Glendale Officers, ‘Real Heroes,’ Recount Rescue of 78-Year-Old Woman From Balcony of Burning Home

The family of a 78-year-old woman who was rescued from the balcony of her burning Glendale home on Tuesday got a chance to meet and thank the police officers who saved her life.

Glendale Officer Jimmy Mercado describes a harrowing rescue at a news conference on Dec. 20, 2016. (Credit: KTLA)

Glendale Officer Jimmy Mercado describes a harrowing rescue at a news conference on Dec. 20, 2016. (Credit: KTLA)

The Glendale Police Department officers were first on the scene early Monday as flames engulfed the woman's home in the 2000 block of Dublin Drive.

The victim's son, Vago Chobanyan, was out of town and watched the massive fire on television, horrified.

“I cannot believe that my mom was able to get out safely with the help and heroic efforts of the officers," he said at a news conference.

With fire and smoke pouring out of windows and doors, the three officers saw the woman trapped on a balcony, they explained. The victim, Mrs. Chobanyan, whose first name her family didn’t want to give out, was too afraid to come over the rail to safety.

“She was petrified,” Officer Jimmy Mercado said. “There was fire behind her. The house was fully engulfed.”

Mercado climbed up the side of the building and was hanging from the balcony when he grabbed the fire-heated railing.

“I jumped and somehow I reached the railing and it was hot, but I was really determined,” Mercado said, adding that other Glendale officers would have done the same thing.

Two other officers — Christopher Clay and Matthew Stafford — worked on the ground to set up a neighbor’s ladder. Sgt.

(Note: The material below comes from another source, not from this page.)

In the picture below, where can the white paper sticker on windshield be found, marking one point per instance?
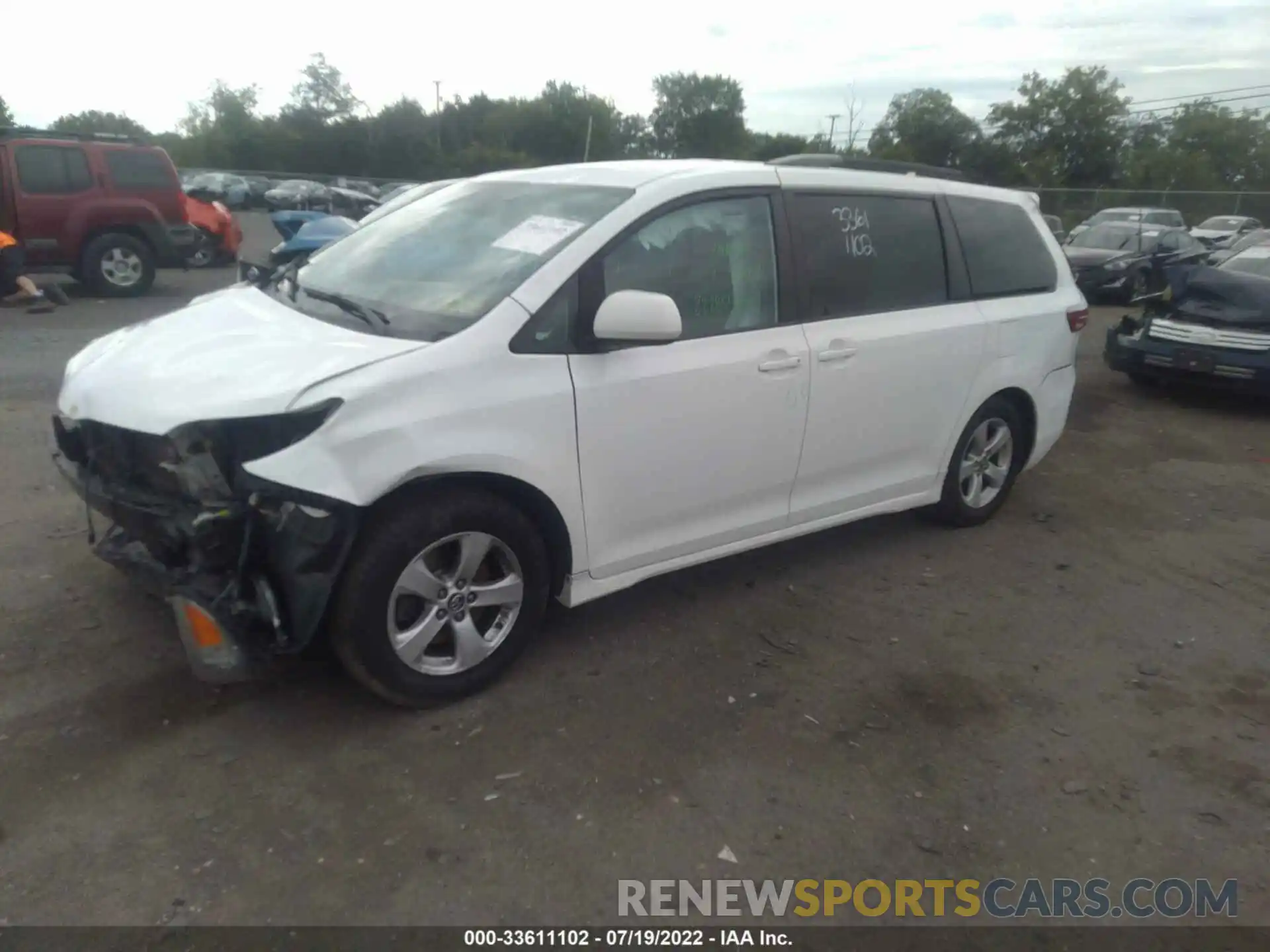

Ben Bateman arrived and encouraged the woman to jump from the balcony.

“She didn’t want to move,” said Mercado, who gestured with a hand bandaged due to second-degree burns.

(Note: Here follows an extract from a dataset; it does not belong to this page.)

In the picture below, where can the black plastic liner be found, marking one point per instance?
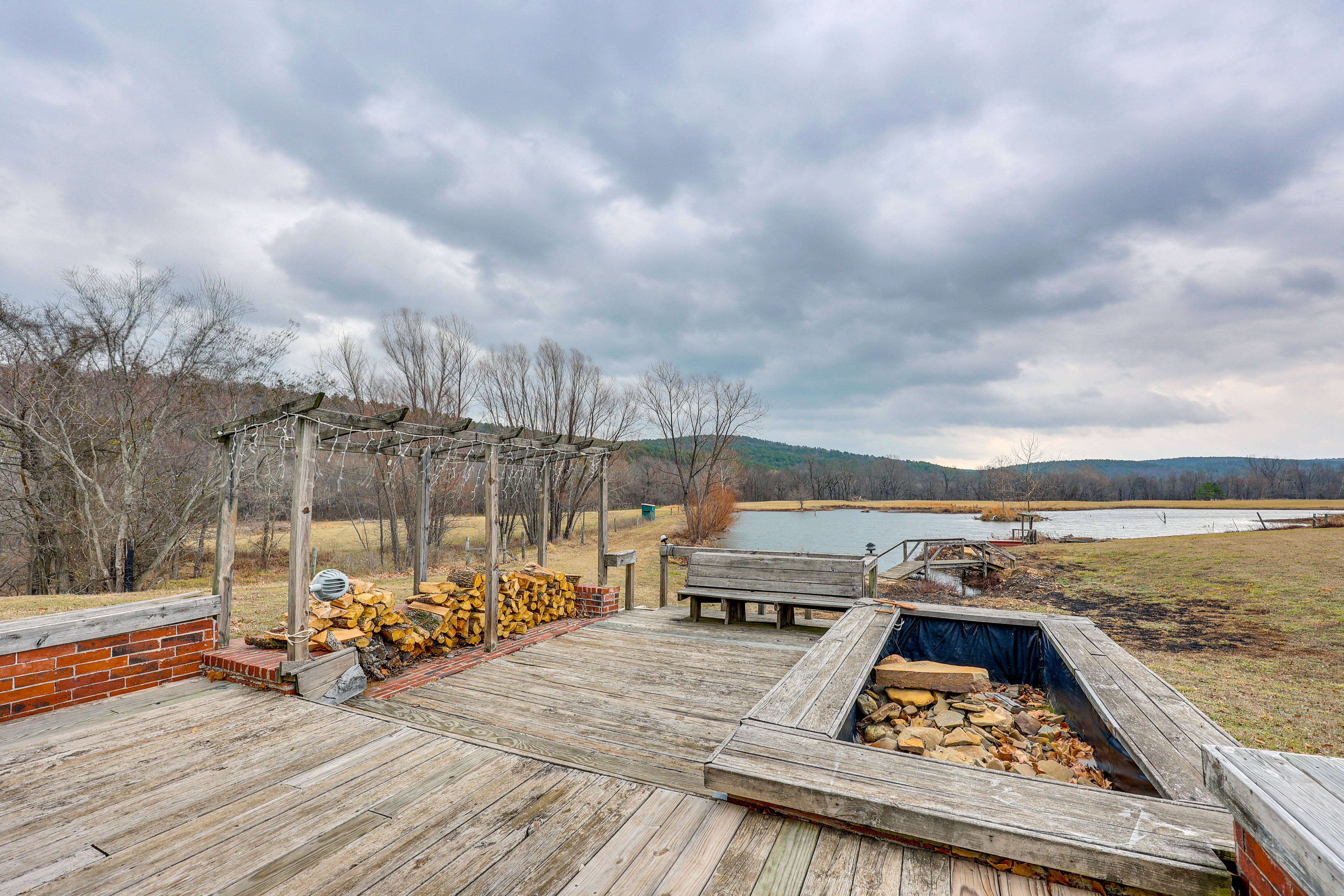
(1018, 655)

A Glendale home was destroyed in a fire in which police officers rescued the lone occupant on Dec. 19, 2016. (Credit: KTLA)

A Glendale home was destroyed in a fire in which police officers rescued the lone occupant on Dec. 19, 2016. (Credit: KTLA)

Up on the balcony, he handed the woman over the railing to Clay, who carried her down the ladder.

Clay said he didn’t remember exactly how he managed it, just that he went down one step at a time with the victim on one arm and his other hand on the rungs.

Stafford picked up the victim, running with her in front of the burning home and across the street to get away from the fire.

Firefighters arrived and worked to put out the flames. The house was gutted.

“It was a lot of smoke and really hot. … The whole time we were there, you could hear glass windows exploding out,” Clay said. “It’s surprising how loud a fire actually is.”

Chobanyan was brought to safety and taken to a hospital, where she was treated for smoke inhalation, her son-in-law Robert Karayan said. The family’s dog Hans died in the fire.

A Glendale home was destroyed in a fire on Dec. 19, 2016. (Credit: KTLA)

A Glendale home was destroyed in a fire on Dec. 19, 2016. (Credit: KTLA)

“This could have been a completely different story today. We’d like to thank them from the bottom of our hearts,” Karayan said. “They are truly professionals and heroes in our hearts.”

Vago Chobanyan said his mother wants to make dinner for the officers.

Glendale Fire Department Chief Greg Fish praised the officers, calling them “real heroes.”

“They don’t train with personal protective equipment, with ladders, with fire, so this is a foreign environment for them,” Fish said. “Yet, they came with everything. … That’s how we treat people in the city of Glendale.”

Had the victim been on the balcony even a minute longer, she would have died, Fish said.